Yesterday, something like a breakthrough occurred in the dreadfully disheartening negotiations to make Floyd Mayweather-Manny Pacquiao, only very likely the biggest-selling fight ever. For the first time, Bob Arum, Pacquiao’s promoter, opened the door to the random drug testing Mayweather, represented by Golden Boy Promotions, sought. GBP put out a news release saying it found footage of Pacquiao getting blood drawn 14 days before the Ricky Hatton fight he won by 2nd round knockout, which would contradict Pacquiao’s stance that he isn’t comfortable giving blood 30 days before the Mayweather fight. That prompted Arum to say he’d try talking to Pacquiao and convincing him that they could do some testing in that 30-day window.
Today, the opposite of a breakthrough happened in the painfully unpleasant effort to give Mayweather and Pacquiao $40 million each to fight one another. Pacquiao’s team discovered that the footage actually was from closer to 24 days before the fight. That was closer to 30 days than 14, which meant Pacquiao’s team felt justified in their 30-day stance. In a news release, Pacquiao uttered this gem of a quote in response to a claim by GBP that nobody from GBP or the Mayweather team had accused him of using performance-enhancing drugs: “Liars go to hell.” Lawyers are being dispatched for lawsuits and promotional disputes. Arum began laying the groundwork for Pacquiao to move up from welterweight to junior middleweight to fight Yuri Foreman, a fight nobody in their right mind cares one iota about. Mayweather’s team began laying the groundwork for Mayweather to fight Matthew Hatton, a fight nobody who enjoys boxing cares one iota about.
Maybe this fight still happens in March. Maybe this fight happens instead in September. Maybe it never happens. Whatever the case, it is increasingly the case that damage is getting done, for everyone. In an appropriately scathing article that calls out all parties involved for their terrible hypocrisy, Kevin Iole offers:
The point here is that nobody in this mess has clean hands. The best thing to do would have been to clearly and succinctly lay out the position of each side and then work quietly toward a solution. Instead, the endless back-and-forth has given the impression that boxing is a lawless sport run by those looking for what they can take out of it, not how they can build it.
Boxing needs Mayweather-Pacquiao. The attention the fight will generate is enormous and it will serve as an exhibition of the many good things that have been occurring, largely unnoticed, in the sport over the last several years.
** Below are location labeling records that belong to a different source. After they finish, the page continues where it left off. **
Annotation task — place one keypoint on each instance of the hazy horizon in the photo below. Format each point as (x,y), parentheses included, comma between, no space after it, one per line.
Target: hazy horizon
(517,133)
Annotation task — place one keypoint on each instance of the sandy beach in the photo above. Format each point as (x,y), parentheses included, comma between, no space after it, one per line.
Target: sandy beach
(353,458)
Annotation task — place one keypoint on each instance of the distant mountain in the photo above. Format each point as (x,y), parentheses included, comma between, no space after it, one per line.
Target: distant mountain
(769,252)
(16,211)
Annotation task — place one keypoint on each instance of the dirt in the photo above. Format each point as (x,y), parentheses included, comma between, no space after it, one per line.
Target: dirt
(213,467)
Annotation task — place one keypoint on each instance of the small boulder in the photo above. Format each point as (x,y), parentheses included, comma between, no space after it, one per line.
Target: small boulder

Hopefully, those who stand to benefit the most from the Mayweather-Pacquiao fight will remember that, before the rest of us shrug our shoulders and move on.
And that’s really just the beginning of what ill might come.
It’s hard to believe that anybody would throw all this away. It would take a toxic mixture of stupidity, stubbornness, overweening pride, poor thinking, excessive emotion and a complete lack of forethought that exceeds the reckless foolishness of just about any single decision in the sport, ever. Mayweather-Pacquiao would make history if it happened. If it doesn’t, it still will go down in history — but as one of the sorriest episodes in a sport that has a long list of sorry episodes.